To date, quantitative assessment of RGC apoptosis has been a manual process. The number of apoptosing RGC’s is counted by one or more persons using software such as ImageJ® [24]. Such manual assessment procedures have several disadvantages related to the precision and accuracy of cell counts. In terms of precision, manual quantification involves subjective judgment increasing operator-dependency - especially when images are of low quality – potentially leading to substantial intra- and inter-operator variability. In terms of accuracy, if the operator is not blinded then this technique is potentially vulnerable to bias. Furthermore manual quantification is time-consuming and labour-intensive – especially if more than one individual is needed to maximise precision and accuracy – rendering the analysis of a large number of images challenging.

In this study, a semi-automated technique has been developed for the quantification of apoptosing retinal cells on DARC images. A total of 66 DARC images were analysed by a novel automated algorithm and by 3 human operators. The total cell counts of the automated algorithm were compared to the mean cell counts of three human operators. The automated algorithm was found to minimise operator-dependency while providing fast, accurate, and reproducible cell-counts.

Methods

DARC images

DARC images were randomly selected from a database of approximately 3000 DARC images of rat eyes, which had either undergone surgically-induced intraocular pressure (IOP) elevation or had been exposed to neurotoxic substances or various treatments, at different time points. Images were captured as described in previous publications [12, 21, 20] and operators were blinded to the type of insult which the eyes had undergone. The quality of images spanned a wide range in order to investigate the robustness of the technique. Figure 1 below represents examples of the variation in quality of the DARC images.
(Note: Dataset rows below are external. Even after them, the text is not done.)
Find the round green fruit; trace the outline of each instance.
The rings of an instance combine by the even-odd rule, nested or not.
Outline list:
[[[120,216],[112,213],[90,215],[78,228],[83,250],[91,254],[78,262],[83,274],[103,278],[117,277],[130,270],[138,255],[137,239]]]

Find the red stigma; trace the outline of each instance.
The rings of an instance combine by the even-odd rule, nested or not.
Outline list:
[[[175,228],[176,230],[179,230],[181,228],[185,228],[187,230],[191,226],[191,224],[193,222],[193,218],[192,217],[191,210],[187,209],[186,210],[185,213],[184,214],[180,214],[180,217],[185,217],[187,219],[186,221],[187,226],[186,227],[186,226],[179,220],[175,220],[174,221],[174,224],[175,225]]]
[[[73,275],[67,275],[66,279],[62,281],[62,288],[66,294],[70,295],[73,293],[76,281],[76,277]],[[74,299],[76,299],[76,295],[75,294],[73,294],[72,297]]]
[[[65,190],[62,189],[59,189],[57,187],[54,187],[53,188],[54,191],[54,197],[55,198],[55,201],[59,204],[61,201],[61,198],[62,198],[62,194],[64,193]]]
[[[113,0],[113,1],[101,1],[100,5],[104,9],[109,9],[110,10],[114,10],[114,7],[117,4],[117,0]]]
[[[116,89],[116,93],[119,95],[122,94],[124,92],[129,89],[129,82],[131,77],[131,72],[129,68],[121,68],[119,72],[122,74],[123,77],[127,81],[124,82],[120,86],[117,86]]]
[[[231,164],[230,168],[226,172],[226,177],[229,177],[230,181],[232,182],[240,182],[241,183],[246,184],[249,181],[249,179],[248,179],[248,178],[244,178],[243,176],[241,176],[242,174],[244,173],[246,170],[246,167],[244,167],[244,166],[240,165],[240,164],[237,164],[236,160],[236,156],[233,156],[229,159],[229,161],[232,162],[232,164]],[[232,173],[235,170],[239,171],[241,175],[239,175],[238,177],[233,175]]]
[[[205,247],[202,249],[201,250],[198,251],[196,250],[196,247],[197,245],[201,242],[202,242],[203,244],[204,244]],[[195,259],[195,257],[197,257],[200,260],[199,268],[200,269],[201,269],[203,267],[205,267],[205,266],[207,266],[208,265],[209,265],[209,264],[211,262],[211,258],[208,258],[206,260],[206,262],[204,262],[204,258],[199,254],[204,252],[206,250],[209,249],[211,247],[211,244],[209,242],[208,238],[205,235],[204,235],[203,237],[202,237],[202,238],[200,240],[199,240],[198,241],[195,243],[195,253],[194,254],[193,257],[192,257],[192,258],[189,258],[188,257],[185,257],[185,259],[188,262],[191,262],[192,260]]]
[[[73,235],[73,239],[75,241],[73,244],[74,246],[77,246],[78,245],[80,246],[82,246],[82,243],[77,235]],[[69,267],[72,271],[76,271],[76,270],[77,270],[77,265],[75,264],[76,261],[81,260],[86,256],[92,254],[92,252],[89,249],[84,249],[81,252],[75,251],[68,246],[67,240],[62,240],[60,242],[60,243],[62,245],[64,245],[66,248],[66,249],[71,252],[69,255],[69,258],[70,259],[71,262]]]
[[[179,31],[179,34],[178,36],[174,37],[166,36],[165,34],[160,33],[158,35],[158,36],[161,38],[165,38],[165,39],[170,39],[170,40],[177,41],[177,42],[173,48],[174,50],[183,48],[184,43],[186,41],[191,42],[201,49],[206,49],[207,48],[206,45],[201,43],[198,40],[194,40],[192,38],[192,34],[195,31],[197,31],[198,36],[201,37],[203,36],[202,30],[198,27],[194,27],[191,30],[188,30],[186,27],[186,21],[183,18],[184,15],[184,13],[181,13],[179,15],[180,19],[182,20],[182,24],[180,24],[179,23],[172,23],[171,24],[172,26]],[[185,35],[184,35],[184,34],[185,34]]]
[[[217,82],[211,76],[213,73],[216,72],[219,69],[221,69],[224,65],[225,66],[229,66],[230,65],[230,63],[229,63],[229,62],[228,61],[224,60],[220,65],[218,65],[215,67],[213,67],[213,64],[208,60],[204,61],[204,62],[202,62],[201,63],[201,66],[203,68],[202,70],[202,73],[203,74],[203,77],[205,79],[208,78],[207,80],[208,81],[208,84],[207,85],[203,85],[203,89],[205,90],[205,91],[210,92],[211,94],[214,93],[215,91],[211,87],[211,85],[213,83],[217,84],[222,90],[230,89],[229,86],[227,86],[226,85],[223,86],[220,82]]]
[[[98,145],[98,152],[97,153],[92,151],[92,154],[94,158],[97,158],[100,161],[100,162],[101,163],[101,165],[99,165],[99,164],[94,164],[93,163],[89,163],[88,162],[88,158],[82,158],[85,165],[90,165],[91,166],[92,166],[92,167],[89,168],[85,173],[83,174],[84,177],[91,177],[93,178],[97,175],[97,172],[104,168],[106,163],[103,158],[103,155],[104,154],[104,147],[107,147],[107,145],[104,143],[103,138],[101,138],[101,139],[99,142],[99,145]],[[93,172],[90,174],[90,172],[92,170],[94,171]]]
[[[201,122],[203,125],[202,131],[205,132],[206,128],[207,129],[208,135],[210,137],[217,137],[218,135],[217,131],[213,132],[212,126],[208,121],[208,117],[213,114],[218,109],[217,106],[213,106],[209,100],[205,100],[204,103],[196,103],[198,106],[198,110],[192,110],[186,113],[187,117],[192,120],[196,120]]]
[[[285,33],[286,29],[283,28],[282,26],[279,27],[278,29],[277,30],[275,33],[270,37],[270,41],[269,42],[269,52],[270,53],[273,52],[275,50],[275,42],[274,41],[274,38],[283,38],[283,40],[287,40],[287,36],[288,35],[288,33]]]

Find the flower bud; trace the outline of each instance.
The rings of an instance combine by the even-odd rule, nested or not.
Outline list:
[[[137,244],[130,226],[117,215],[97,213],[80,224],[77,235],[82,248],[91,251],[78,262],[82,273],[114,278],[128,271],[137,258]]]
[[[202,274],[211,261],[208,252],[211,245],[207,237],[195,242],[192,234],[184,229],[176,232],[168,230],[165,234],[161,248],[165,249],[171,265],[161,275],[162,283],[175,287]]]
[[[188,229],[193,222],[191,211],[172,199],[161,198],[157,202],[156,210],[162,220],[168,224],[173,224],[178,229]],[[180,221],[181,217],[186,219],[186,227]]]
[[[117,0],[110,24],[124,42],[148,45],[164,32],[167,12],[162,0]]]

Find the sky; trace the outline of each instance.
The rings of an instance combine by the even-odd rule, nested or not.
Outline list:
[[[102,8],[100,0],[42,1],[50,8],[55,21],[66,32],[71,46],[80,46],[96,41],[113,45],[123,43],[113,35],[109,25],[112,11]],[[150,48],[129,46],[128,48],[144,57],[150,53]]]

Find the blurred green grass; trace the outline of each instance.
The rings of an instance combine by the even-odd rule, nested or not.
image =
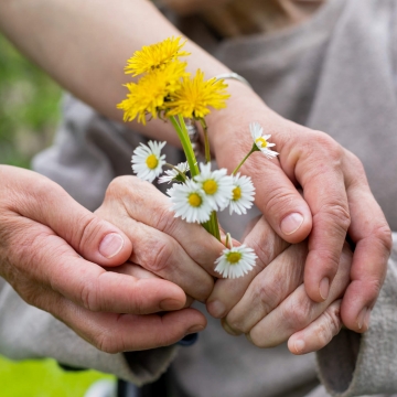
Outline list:
[[[0,35],[0,163],[29,168],[31,158],[51,144],[61,95]],[[53,360],[14,363],[0,356],[0,397],[79,397],[104,377],[112,378],[94,371],[64,372]]]
[[[83,397],[104,376],[95,371],[64,372],[53,360],[14,363],[0,357],[1,397]]]
[[[61,88],[0,35],[0,163],[29,168],[51,144]]]

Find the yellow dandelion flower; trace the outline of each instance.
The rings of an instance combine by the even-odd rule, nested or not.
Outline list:
[[[138,76],[146,72],[162,68],[179,56],[190,55],[186,51],[181,51],[186,43],[186,41],[180,43],[181,39],[168,37],[160,43],[142,46],[142,50],[136,51],[127,61],[126,74],[131,73],[132,76]]]
[[[184,77],[181,87],[171,95],[167,116],[182,115],[197,119],[211,112],[208,107],[225,108],[225,100],[229,97],[226,87],[224,81],[215,77],[204,82],[204,73],[198,69],[193,78]]]
[[[158,112],[164,109],[165,98],[180,87],[181,77],[189,76],[185,68],[186,63],[175,61],[163,69],[144,75],[137,84],[127,83],[127,99],[117,105],[125,112],[124,120],[138,118],[138,122],[146,125],[148,114],[157,118]]]

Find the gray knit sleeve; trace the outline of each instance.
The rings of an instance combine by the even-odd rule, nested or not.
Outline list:
[[[369,330],[363,335],[342,330],[318,352],[318,368],[334,396],[397,393],[397,233]]]

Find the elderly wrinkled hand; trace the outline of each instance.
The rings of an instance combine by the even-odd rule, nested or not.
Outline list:
[[[28,303],[52,313],[109,353],[170,345],[205,328],[203,314],[183,309],[186,296],[180,287],[148,276],[135,265],[122,265],[129,258],[147,265],[179,281],[197,299],[211,293],[213,280],[194,260],[215,257],[221,243],[207,239],[208,254],[201,253],[194,233],[179,227],[165,212],[157,216],[163,210],[155,198],[155,194],[162,196],[160,192],[149,190],[141,196],[135,207],[140,213],[138,221],[120,222],[121,215],[111,216],[126,227],[122,233],[34,172],[0,165],[0,276]],[[124,192],[132,191],[133,181],[127,182],[130,186]],[[116,185],[109,187],[98,213],[106,214],[107,203],[114,206],[112,193],[122,195]],[[132,200],[133,195],[120,201],[124,214]],[[148,226],[146,218],[172,229],[176,238]],[[169,222],[162,223],[165,219]],[[190,280],[181,280],[183,265],[192,269]],[[168,313],[158,314],[163,311]]]
[[[287,340],[294,354],[326,345],[342,326],[341,297],[350,282],[352,251],[344,245],[326,300],[312,301],[304,291],[308,243],[289,245],[261,217],[254,226],[266,233],[254,270],[240,279],[219,279],[207,300],[210,314],[222,319],[226,332],[246,334],[259,347]],[[256,233],[245,244],[253,245]],[[256,245],[258,250],[259,246]],[[262,255],[260,255],[262,254]],[[365,330],[364,330],[365,331]]]
[[[283,240],[309,237],[304,289],[316,302],[331,293],[348,235],[355,250],[341,315],[348,329],[363,332],[385,279],[391,233],[361,161],[326,133],[278,116],[239,82],[230,82],[229,90],[227,109],[208,119],[218,165],[233,170],[249,151],[249,122],[272,135],[279,161],[251,155],[240,169],[253,178],[256,205]],[[266,230],[258,224],[251,234],[253,248],[266,261]]]

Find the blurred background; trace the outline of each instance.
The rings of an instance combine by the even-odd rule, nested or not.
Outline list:
[[[0,35],[0,163],[29,168],[51,144],[62,90]],[[0,181],[1,183],[1,181]],[[64,372],[52,360],[11,362],[0,355],[1,397],[83,397],[94,371]]]

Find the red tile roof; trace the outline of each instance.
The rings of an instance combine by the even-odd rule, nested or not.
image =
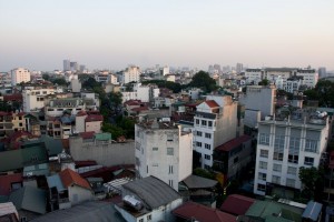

Note that apoptosing retinal cells, imaged using a confocal laser scanning ophthalmoscope, appear as ‘white spots’ on the retina as previously described [12, 20].

Figure 1
figure 1

Images A, B & C are examples of DARC images before undergoing manual or automated cell labeling.

Cropping and re-sizing of DARC images pre-analysis

DARC images were cropped to remove descriptive text at the bottom and to eliminate peripheral noise. They were then re-sized to 600 pixels square using the bilinear interpolation algorithm built into the “image resize” function in Adobe Photoshop (Adobe Inc). This was done purely in order to reduce image-processing time and we see no systematic influence of this level of down-sampling on processing of a random sample of the images tested.

Manual analysis

Manual image analysis was performed by three blinded operators using ImageJ® (National Institutes of Mental Health, USA) [24]. The ImageJ ‘multi-point’ tool was used to label each structure in the image classed as an apoptosing cell. As each cell is labeled it is assigned a unique number enabling manual quantification of the total number of visible single apoptosing retinal cells an example of a manually labeled DARC image is shown.

Automated analysis

The Matlab® (Mathworks Ltd) programming environment was used to develop a program for labeling and counting apoptosing retinal cells in DARC images. The stages of the semi-automated analysis performed by the program are described below. Of note, it is possible to automate the cropping and re-sizing of images by adding these functions to the Matlab script. This will enable the image analysis to be fully automated.

Stage 1: Pre-processing

A single DARC image can contain wide fluctuations in mean luminance and contrast levels within a given image-region, which can interfere with subsequent thresholding and spatial filtering. To counteract this local luminance and contrast, structure was “flattened” within each image. Specifically, the mean and standard deviation of the grey levels in the locale of a given pixel are computed and used to effectively convert the pixel grey-level into a local z-score. To compute statistics within a locale we used convolution with Gaussian spatial filters, i.e. the local mean luminance of a pixel and its locale is simply a Gaussian blurred version of the original:

μ = G s I
(1)

where I is the source image and G s is a two-dimensional Gaussian filter (standard deviation, s). Similarly, the Gaussian-weighted standard deviation can be computed as follows:

σ = G s I 2 μ 2
(2)

so that the final pre-processed image is then:

Z = G s μ σ
(3)

The resultant Z is then processed with a conventional Laplacian-of-Gaussian (Δ2G t ) spatial- frequency band-pass filter (with standard deviation, u) to highlight high-energy isotropic image-structure. The operation of such a filter on DARC images that have and have not been pre-processed is illustrated in Figure 2A-D below.

Figure 2
figure 2

The effects of pre-processing illustrated on a DARC image. (A) A raw DARC image. (B) The same image filtered with a Δ2G t filter (C) A pre-processed version of (A) (corrected for local variation in luminance structure). (D) A Laplacian filtered version of (C). Compare (D) to (B) and note presence of additional image structure in (D).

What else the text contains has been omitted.